New Dinosaur Species

It’s Official: Stunning Fossil Is a New Dinosaur Species

To read more, and see side show and video of the new dino  go directly to http://news.nationalgeographic.com/2017/08/nodosaur-dinosaur-fossil-study-borealopelta-coloration-science/

 A new study of the fossil also makes the controversial claim that the armored dinosaur had anti-predator camouflage.

About 110 million years ago in what’s now Alberta, Canada, a dinosaur resembling a 2,800-pound pineapple ended up dead in a river.

 

 

 

Today, that dinosaur is one of the best fossils of its kind ever found—and now, it has a name: Borealopelta markmitchelli, a plant-eating, armored dinosaur called a nodosaur that lived during the Cretaceous period. After death, its carcass ended up back-first on the muddy floor of an ancient seaway, where its front half was preserved in 3-D with extraordinary detail.

Unearthed by accident in 2011 and unveiled at Alberta’s Royal Tyrrell Museum in May, the fossil immediately offered the world an unprecedented glimpse into the anatomy and life of armored dinosaurs.

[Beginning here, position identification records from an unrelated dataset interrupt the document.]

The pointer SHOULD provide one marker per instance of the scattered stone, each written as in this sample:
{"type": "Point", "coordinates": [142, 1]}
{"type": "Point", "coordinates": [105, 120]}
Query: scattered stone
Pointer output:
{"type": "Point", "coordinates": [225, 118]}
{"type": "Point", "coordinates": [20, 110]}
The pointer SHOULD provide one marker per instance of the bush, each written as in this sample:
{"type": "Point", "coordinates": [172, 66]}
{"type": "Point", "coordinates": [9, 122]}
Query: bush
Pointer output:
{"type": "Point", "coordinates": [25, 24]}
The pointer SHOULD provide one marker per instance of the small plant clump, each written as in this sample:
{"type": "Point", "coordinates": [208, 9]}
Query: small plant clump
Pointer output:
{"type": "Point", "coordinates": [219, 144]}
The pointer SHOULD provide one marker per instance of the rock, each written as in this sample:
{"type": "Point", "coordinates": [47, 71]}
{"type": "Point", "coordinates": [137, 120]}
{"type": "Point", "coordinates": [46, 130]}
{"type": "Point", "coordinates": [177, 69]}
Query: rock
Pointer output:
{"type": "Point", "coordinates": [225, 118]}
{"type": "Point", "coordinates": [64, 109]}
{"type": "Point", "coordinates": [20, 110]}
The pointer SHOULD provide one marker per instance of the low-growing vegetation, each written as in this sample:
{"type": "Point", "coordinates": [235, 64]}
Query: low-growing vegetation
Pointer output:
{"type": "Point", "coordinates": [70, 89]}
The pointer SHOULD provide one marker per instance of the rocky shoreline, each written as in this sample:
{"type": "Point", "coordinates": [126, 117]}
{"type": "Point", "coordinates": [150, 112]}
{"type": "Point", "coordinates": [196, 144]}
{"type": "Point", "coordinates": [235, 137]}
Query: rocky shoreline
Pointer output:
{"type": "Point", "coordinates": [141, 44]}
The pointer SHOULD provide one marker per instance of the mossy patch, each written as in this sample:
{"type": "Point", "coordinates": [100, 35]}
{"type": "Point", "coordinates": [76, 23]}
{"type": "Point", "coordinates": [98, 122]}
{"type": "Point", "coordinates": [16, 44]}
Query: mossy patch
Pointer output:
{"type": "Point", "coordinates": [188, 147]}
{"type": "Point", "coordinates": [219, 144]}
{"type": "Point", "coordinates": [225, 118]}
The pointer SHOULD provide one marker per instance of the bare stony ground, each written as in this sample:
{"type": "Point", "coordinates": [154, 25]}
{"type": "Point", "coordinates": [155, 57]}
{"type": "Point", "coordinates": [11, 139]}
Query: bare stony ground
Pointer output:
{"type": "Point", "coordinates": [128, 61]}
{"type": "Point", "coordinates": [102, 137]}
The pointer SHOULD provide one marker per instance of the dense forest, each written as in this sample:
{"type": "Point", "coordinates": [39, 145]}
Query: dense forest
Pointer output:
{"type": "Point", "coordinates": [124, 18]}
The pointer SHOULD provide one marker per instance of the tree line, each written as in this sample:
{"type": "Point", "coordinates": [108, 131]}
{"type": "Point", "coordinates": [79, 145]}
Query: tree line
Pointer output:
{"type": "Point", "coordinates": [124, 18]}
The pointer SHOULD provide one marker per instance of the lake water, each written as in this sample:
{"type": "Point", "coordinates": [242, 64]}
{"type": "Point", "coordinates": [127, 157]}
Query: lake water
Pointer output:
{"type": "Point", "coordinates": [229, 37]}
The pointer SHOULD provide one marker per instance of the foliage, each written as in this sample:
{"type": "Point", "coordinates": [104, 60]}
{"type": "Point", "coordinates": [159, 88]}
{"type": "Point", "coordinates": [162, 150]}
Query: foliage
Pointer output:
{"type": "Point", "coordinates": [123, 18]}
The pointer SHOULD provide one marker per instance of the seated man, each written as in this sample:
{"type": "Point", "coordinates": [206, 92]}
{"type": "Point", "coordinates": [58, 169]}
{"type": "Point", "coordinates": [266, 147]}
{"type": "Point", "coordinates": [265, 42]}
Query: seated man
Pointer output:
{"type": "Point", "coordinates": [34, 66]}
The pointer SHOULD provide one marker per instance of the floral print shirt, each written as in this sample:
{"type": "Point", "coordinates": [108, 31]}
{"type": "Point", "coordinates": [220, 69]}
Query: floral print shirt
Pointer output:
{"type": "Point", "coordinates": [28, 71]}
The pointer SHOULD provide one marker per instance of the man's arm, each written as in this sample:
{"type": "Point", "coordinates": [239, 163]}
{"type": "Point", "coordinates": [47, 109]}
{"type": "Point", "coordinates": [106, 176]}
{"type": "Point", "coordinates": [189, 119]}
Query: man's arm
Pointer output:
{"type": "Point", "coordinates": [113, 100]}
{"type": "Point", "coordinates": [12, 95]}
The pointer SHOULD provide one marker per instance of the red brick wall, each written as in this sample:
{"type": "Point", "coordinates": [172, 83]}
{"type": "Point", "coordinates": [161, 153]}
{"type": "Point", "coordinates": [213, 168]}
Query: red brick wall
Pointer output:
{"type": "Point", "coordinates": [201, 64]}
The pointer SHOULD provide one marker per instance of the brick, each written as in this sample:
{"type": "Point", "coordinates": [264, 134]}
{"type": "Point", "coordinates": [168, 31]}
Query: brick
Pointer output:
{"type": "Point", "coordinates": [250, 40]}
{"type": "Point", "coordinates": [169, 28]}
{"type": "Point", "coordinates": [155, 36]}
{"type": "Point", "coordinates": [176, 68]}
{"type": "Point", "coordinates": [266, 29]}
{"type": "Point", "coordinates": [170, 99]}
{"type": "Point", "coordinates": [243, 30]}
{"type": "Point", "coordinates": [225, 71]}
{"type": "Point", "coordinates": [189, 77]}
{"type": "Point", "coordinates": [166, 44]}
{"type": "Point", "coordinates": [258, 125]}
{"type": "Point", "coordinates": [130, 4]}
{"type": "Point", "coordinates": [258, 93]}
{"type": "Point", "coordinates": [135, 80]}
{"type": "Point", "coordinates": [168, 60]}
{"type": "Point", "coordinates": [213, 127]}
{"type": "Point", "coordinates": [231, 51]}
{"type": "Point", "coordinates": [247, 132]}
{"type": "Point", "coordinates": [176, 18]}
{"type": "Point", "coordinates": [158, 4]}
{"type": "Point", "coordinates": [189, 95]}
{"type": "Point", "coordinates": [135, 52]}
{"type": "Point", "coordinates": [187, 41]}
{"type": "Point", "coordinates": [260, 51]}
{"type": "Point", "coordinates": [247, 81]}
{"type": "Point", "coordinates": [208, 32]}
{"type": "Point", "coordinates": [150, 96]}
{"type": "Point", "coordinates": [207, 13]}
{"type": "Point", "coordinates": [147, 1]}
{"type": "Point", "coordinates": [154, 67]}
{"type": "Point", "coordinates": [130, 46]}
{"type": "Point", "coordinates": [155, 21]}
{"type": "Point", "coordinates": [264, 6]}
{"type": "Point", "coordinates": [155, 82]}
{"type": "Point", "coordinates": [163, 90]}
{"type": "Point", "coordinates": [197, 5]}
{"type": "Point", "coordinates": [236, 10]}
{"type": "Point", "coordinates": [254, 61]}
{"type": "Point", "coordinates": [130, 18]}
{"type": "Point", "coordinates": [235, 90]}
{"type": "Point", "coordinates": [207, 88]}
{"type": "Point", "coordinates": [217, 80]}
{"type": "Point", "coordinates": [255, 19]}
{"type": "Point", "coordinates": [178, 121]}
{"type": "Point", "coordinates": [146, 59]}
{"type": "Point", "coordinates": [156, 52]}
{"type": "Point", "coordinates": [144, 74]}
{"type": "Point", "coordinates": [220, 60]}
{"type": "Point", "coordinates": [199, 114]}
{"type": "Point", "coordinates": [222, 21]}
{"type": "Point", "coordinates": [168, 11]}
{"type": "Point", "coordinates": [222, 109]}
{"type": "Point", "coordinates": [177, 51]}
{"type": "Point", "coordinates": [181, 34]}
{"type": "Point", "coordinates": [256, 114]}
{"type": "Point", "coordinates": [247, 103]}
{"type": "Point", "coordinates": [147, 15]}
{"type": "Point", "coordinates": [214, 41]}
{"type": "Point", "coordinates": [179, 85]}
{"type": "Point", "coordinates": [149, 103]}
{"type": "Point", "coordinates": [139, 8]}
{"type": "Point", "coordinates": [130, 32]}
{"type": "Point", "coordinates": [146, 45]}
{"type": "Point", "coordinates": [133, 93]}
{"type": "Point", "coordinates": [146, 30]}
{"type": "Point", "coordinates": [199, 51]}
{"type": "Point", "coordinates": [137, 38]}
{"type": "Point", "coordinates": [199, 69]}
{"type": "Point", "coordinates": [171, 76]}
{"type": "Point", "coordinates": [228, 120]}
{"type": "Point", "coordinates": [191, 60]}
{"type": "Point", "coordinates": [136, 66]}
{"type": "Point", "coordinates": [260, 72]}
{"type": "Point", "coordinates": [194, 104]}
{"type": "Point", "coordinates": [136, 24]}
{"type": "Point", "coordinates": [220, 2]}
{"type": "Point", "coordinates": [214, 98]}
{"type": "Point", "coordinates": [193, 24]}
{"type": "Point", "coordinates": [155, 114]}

“It’s a beautiful specimen,” says Victoria Arbour, a postdoctoral researcher at the Royal Ontario Museum who is studying another well-preserved armored dinosaur called Zuul crurivastator. “It’s great to have specimens like this one and Zuul that give us an idea of what these dinosaurs looked like when they were alive.”

In addition to announcing its name, the first scientific description of the nodosaur, published today in the journal Current Biology, is revealing even more of its secrets.

“We knew six years ago that this was going to be special,” says Don Henderson, the Royal Tyrrell Museum’s curator of dinosaurs. “I don’t think we realized how special it was.”